KYC (Know Your Customer) laws were introduced in 2001 by President Geroge W. Bush as part of the Patriot Act. The Patriot Act was meant to help law enforcement agencies detect, prevent, and prosecute terrorism.
KYC laws were already technically on the books in 2001, but they were officially enacted after the attacks of 9/11. They existed as part of the Bank Secrecy Act of 1970 that monitors how banks combat fraud. KYC laws help banks adhere to existing laws by helping them avoid acts of financial fraud, money laundering, and other suspicious activities that may fall under the umbrella of terrorism (foreign or domestic).
Title III of the Patriot Act strengthened these laws by requiring financial institutions to specifically comply with two components of KYC: the Customer Identification Program (CIP) and Customer Due Diligence (CDD).
CIP requires that the customer provides proper identification.
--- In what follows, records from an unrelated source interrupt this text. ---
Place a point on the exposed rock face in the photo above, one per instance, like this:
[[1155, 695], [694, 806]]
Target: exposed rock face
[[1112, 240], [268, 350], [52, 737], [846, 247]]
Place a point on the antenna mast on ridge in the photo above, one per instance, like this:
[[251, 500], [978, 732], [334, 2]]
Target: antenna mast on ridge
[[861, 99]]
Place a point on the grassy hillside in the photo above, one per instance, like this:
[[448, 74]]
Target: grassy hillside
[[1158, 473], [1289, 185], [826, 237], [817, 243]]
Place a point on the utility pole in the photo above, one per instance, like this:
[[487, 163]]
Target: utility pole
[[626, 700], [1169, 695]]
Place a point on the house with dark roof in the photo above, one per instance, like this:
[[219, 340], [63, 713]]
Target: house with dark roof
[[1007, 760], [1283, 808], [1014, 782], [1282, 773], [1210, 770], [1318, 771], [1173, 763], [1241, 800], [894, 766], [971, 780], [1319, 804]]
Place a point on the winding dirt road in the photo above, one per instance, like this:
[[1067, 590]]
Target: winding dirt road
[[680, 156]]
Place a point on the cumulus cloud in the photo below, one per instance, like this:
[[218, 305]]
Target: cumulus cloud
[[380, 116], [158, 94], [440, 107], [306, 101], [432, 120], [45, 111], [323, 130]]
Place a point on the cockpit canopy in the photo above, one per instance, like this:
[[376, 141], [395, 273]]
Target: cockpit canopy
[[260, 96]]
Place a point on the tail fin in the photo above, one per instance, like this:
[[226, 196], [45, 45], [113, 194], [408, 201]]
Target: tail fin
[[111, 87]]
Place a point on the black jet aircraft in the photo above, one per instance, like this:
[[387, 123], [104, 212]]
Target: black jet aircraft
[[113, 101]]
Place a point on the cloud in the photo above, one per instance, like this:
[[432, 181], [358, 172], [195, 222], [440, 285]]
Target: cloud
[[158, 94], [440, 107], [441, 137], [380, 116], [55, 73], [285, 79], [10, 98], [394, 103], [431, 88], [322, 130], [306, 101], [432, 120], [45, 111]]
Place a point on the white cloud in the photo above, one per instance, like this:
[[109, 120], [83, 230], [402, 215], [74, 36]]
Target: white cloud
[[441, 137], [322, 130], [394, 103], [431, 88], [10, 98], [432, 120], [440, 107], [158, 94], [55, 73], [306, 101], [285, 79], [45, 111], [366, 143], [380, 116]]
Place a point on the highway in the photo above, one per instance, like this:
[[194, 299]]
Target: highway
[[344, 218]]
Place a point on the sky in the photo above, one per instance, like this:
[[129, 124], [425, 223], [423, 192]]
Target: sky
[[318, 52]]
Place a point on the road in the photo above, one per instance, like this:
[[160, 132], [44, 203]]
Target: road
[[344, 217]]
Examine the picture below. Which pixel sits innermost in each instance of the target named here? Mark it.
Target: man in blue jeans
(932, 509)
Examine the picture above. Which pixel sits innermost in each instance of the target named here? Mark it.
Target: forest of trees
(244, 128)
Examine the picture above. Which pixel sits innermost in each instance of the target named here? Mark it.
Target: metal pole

A driver’s license or passport is usually sufficient for individuals. Companies can identify themselves with a government-issued business license, articles of incorporation, a financial statement, a partnership agreement, or other legal documents.
CDD is the action of predicting a customer’s risk. To do this, banks try to predict financial behavior in order to determine when something is suspicious. This is the reason you have to call your bank if you plan to use your card in another country. If it’s unusual behavior, CDD programs will detect it and (hopefully) block it. Through CDD practices, banks can assign each customer a risk rating to determine which customers are too risky to work with.